'Proven Innocent' Season 1: Riley Smith was mentored by wrongfully convicted Jason Strong, for the role of Levi Scott

As soon as Riley Smith bagged the role of Levi Scott, he listened to a podcast about Jason Strong and met him in Chicago to understand the lives of those who are wrongly convicted


                            'Proven Innocent' Season 1: Riley Smith was mentored by wrongfully convicted Jason Strong, for the role of Levi Scott

Madeline Scott, played by Rachelle Lefevre, may have been very loosely based on one of the most famous cases of wrongful convictions in recent history, Amanda Knox, but it is Riley Smith's character, Levi Scott, who sheds a true reflection of what life actually is for those who are wrongly convicted and are then proven innocent. Cue, in a recent interview, Smith said; "As close as they are, and they both went through the same 10 years in prison, you see, kind of, two sides of their coin."

Riley Smith's Levi Scott (Fox)
Riley Smith's Levi Scott (Fox)

"One becomes a famous attorney to represent wrongfully convicted people, and then Levi kind of represents the mass majority of people that get out of prison, which is you have a dark cloud over you and people still think you’re guilty," he stated.

In the very first episode itself, the contrast between the Scott siblings is striking. Madeline is all suited up to take up wrongful conviction cases, and goes against Gore Bellows (Kelsey Grammer), the prosecutor who put them behind bars, and even manages to win all the cases. Levi, on the other hand, struggles to hold his life together. Despite working as a sports coach, he is immediately fired later in the episode.

He was happy till the time he had a job, or something to keep him occupied, but when the job is taken away from him, he spirals back into drugs and depression, which leads him to become a suspect again, mainly in the eyes of his own sister.

Smith said on taking up the role Levi Scott, he was mentored by Jason Strong, another famous case of wrongful conviction.

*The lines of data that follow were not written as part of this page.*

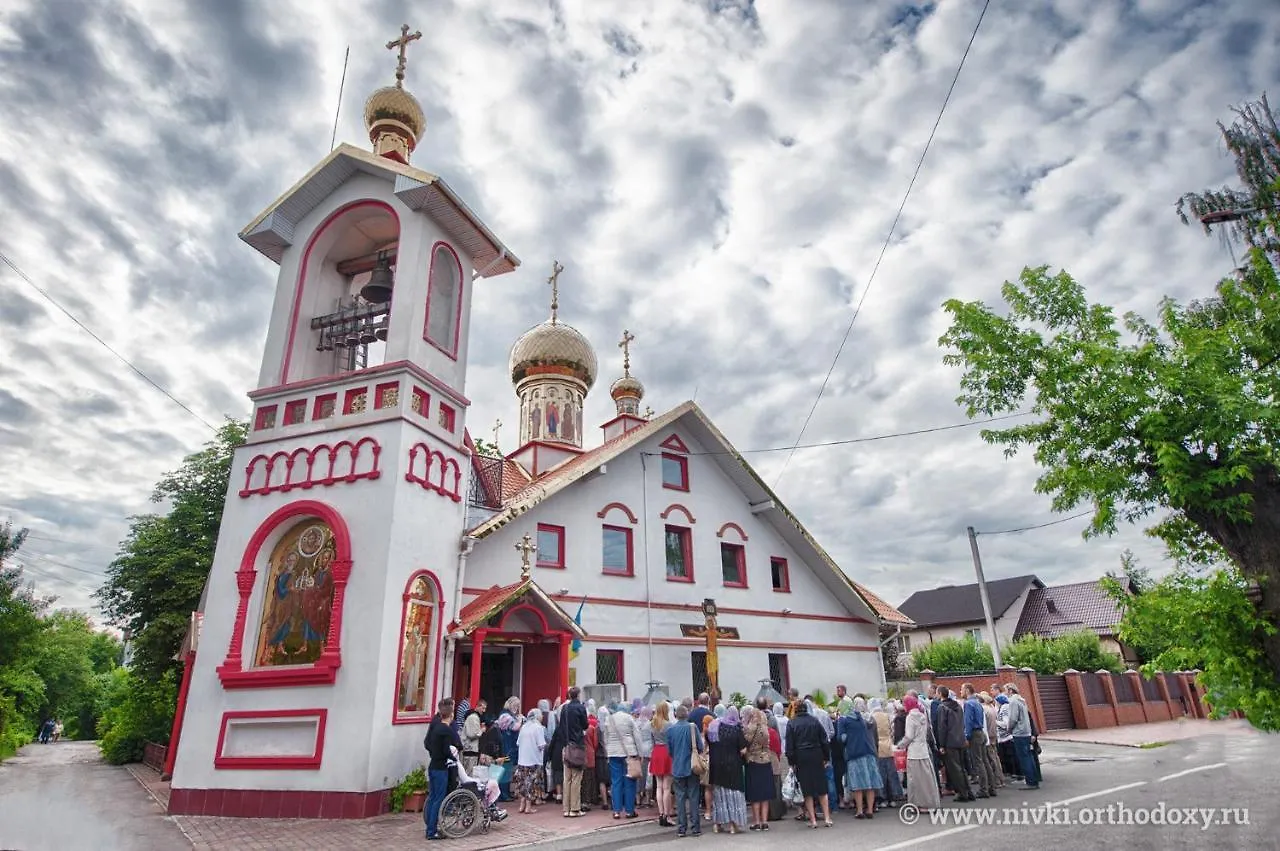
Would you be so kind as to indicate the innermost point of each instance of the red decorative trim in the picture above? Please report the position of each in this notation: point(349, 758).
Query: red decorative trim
point(631, 567)
point(457, 305)
point(279, 804)
point(306, 261)
point(325, 668)
point(338, 463)
point(291, 763)
point(684, 472)
point(740, 557)
point(785, 571)
point(439, 626)
point(686, 548)
point(735, 527)
point(672, 507)
point(675, 444)
point(558, 531)
point(448, 479)
point(524, 607)
point(621, 507)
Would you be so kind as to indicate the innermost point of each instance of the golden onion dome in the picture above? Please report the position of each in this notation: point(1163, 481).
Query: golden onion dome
point(394, 104)
point(627, 385)
point(553, 348)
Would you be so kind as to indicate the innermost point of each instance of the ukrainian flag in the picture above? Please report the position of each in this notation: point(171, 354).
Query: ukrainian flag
point(577, 643)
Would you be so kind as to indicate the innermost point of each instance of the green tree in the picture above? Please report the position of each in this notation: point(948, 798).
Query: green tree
point(954, 655)
point(156, 579)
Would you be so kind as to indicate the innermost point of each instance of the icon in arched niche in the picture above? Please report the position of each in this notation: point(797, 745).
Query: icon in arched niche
point(298, 596)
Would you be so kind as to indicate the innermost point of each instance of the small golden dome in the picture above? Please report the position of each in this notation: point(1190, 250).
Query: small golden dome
point(394, 104)
point(553, 348)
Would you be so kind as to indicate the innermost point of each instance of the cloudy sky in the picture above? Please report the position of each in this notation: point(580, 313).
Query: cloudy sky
point(717, 175)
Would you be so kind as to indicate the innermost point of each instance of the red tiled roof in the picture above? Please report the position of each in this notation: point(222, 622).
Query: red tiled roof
point(886, 612)
point(1082, 605)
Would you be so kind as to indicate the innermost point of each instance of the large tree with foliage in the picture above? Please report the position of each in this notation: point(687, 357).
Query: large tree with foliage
point(1134, 417)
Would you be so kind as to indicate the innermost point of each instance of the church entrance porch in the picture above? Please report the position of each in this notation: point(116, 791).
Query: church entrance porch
point(519, 645)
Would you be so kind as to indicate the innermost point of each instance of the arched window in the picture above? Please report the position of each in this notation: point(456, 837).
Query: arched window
point(419, 641)
point(298, 596)
point(444, 300)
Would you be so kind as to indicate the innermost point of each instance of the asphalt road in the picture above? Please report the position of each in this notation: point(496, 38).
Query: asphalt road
point(63, 797)
point(1238, 773)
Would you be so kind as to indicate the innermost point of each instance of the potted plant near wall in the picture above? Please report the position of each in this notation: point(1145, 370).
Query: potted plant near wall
point(410, 794)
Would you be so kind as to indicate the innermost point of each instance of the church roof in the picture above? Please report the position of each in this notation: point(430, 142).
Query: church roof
point(272, 232)
point(730, 461)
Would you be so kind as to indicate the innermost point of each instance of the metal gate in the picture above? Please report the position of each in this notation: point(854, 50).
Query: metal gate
point(1056, 703)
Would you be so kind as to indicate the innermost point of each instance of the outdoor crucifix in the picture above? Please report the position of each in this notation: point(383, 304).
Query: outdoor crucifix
point(713, 634)
point(402, 42)
point(526, 547)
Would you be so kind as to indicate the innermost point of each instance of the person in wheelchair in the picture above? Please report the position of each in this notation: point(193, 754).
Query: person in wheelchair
point(487, 791)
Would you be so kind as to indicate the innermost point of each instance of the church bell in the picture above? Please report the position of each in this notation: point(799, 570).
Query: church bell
point(378, 291)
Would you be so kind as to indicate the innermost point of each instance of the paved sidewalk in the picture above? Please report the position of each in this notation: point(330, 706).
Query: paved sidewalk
point(1157, 732)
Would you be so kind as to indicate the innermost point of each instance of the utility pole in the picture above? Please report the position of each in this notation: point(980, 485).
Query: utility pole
point(982, 593)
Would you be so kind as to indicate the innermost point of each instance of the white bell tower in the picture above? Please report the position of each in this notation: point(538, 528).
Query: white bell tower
point(320, 657)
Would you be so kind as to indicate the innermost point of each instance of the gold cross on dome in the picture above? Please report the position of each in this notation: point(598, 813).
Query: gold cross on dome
point(626, 351)
point(525, 548)
point(554, 282)
point(402, 42)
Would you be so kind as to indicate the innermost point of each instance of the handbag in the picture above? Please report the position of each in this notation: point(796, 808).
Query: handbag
point(696, 759)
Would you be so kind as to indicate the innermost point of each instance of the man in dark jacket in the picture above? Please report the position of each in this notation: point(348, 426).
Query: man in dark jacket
point(440, 737)
point(574, 723)
point(951, 744)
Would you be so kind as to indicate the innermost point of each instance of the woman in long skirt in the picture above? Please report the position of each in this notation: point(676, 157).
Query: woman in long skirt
point(922, 779)
point(728, 801)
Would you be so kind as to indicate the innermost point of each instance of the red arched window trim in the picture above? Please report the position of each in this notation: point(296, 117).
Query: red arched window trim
point(457, 305)
point(306, 261)
point(325, 669)
point(438, 590)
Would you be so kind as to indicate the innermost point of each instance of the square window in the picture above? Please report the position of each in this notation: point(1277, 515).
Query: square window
point(616, 550)
point(608, 666)
point(680, 554)
point(265, 419)
point(780, 573)
point(734, 564)
point(325, 406)
point(675, 471)
point(551, 545)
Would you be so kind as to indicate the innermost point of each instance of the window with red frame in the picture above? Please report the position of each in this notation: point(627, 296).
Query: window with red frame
point(680, 554)
point(551, 545)
point(734, 564)
point(780, 573)
point(675, 471)
point(616, 550)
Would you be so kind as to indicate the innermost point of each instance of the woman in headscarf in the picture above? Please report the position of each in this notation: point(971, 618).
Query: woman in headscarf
point(922, 779)
point(858, 739)
point(728, 804)
point(528, 779)
point(809, 754)
point(759, 767)
point(891, 787)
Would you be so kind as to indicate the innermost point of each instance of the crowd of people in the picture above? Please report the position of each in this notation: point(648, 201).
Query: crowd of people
point(737, 769)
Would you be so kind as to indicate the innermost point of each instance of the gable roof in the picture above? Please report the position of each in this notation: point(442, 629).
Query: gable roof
point(731, 463)
point(1080, 605)
point(272, 232)
point(963, 604)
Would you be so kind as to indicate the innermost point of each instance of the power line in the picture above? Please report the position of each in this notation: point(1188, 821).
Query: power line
point(101, 342)
point(888, 238)
point(1027, 529)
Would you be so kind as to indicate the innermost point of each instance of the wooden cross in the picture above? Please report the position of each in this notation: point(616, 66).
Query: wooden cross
point(554, 282)
point(402, 42)
point(626, 351)
point(525, 548)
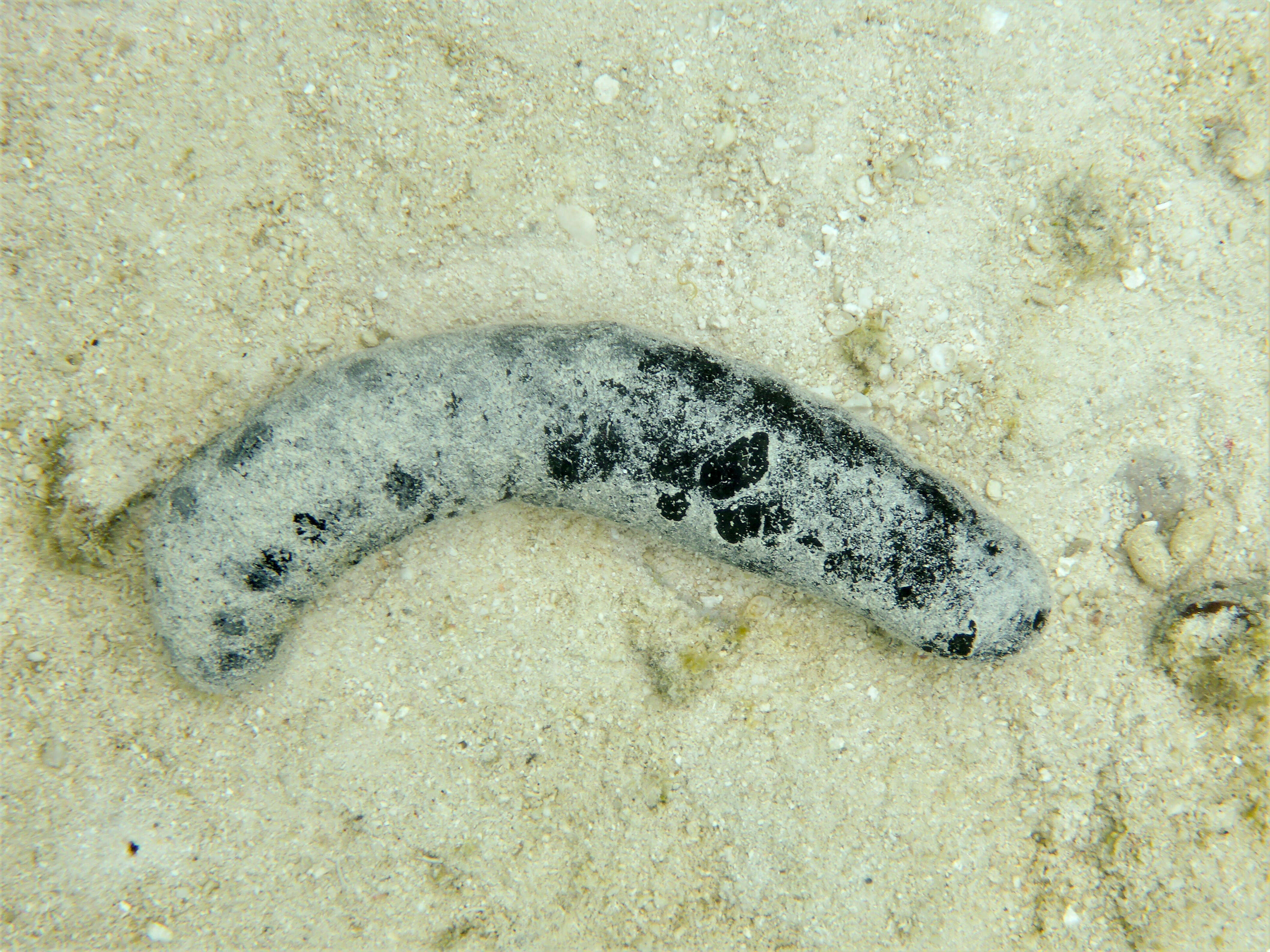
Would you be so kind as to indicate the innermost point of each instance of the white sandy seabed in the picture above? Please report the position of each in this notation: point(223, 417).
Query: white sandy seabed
point(1027, 240)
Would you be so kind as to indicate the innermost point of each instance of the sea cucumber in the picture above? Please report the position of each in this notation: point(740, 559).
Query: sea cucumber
point(710, 452)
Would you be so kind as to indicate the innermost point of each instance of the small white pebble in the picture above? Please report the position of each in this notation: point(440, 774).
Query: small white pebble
point(158, 932)
point(578, 223)
point(1193, 536)
point(943, 359)
point(1133, 278)
point(55, 755)
point(724, 136)
point(994, 20)
point(606, 89)
point(1148, 555)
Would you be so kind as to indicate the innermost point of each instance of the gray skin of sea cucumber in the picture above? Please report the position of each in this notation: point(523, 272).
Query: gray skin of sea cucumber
point(713, 454)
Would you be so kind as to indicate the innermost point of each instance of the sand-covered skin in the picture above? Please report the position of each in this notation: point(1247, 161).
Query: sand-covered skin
point(1028, 243)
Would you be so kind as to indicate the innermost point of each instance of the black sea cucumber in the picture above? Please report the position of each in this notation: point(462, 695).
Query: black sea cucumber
point(713, 454)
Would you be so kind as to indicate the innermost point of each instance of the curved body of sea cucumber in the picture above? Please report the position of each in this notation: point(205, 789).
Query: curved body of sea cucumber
point(709, 452)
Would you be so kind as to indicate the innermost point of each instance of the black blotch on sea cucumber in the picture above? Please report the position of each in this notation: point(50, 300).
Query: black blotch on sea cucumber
point(679, 468)
point(266, 573)
point(237, 659)
point(752, 520)
point(740, 466)
point(564, 459)
point(844, 565)
point(938, 504)
point(590, 454)
point(690, 367)
point(403, 488)
point(232, 625)
point(251, 440)
point(674, 508)
point(185, 500)
point(310, 529)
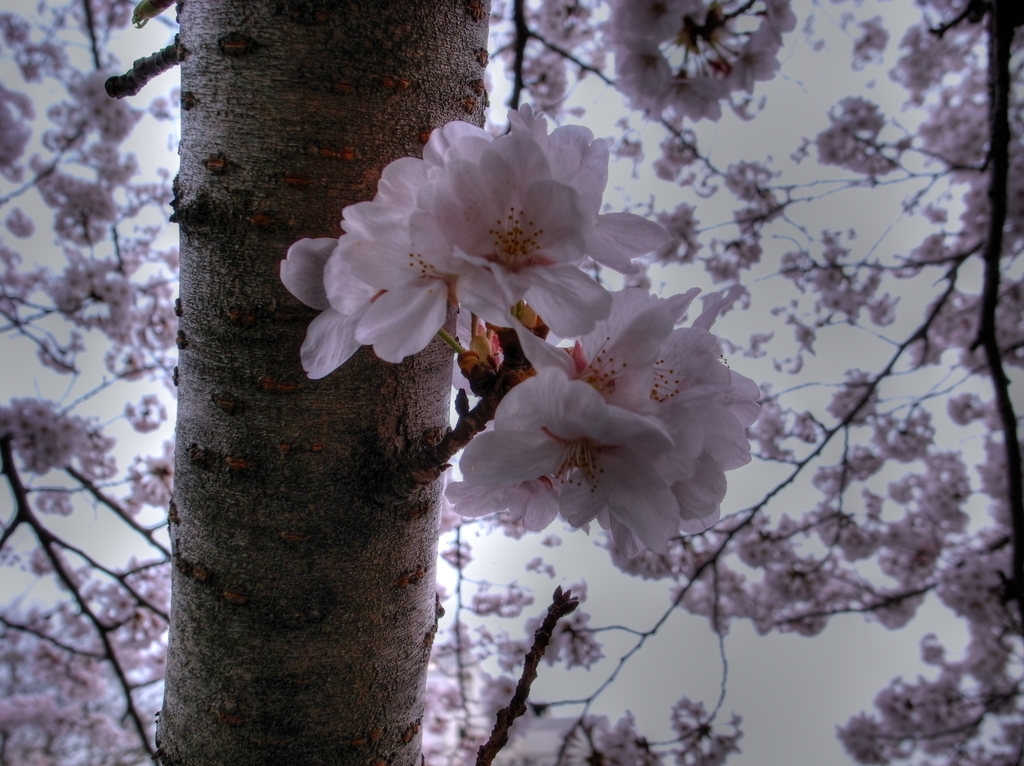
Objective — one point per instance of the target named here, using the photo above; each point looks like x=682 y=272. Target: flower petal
x=402 y=322
x=330 y=342
x=302 y=270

Strong served 15 years in jail for a murder he did not commit. He was arrested by Waukegan police in Illinois and was wrongfully convicted for the murder of Mary Kate Sunderlin in 2000. He was released in May 2015.

In Strong's interview with the Chicago Tribune, he spoke about the loneliest day of his life, which was the day he was wrongfully convicted. He broke down talking about his experience and says; "Life goes on but we don't."

When Smith bagged the role, he listened to a podcast about Jason and met him in Chicago. "I’ve learned so much about this process, and it’s just a really unfair situation," Smith said. "It’s hard to have relationships, and it’s hard to get jobs, and Levi carries an addiction that he picked up basically in prison that he’s trying to shake," Smith said adding Levi will go face to face with Bellows in later seasons and find the murderer of Rosemary Lynch because that is the only and ultimate way to clear his name. 

An article by an online privacy company, Abine noted that once a person is convicted, and is proven innocent, the person still remains guilty. Why? Because of the internet era. Pointing to Google, the report suggests that once a person is arrested, it's reported by a local newspaper, and the charges are dropped and he/she is proven innocent, the original article on the internet continues to live. "Now whenever anyone searches that person’s name, the arrest is one of the top Google results even though [they] weren’t guilty," the article reads.

The consequences of this are many, very much like what Levi Scott is facing. There's difficulty in getting a job or even getting into a relationship. "It seems unfair that even though the judicial system saw fit to remove all traces of the arrest from the person’s record, there’s no corresponding requirement that the local newspaper do the same. What’s the point of expunging a record when anyone with internet access can bring up an old, bogus arrest? Even if a court of law drops the matter, the court of public opinion has condemned that person for life," the article states.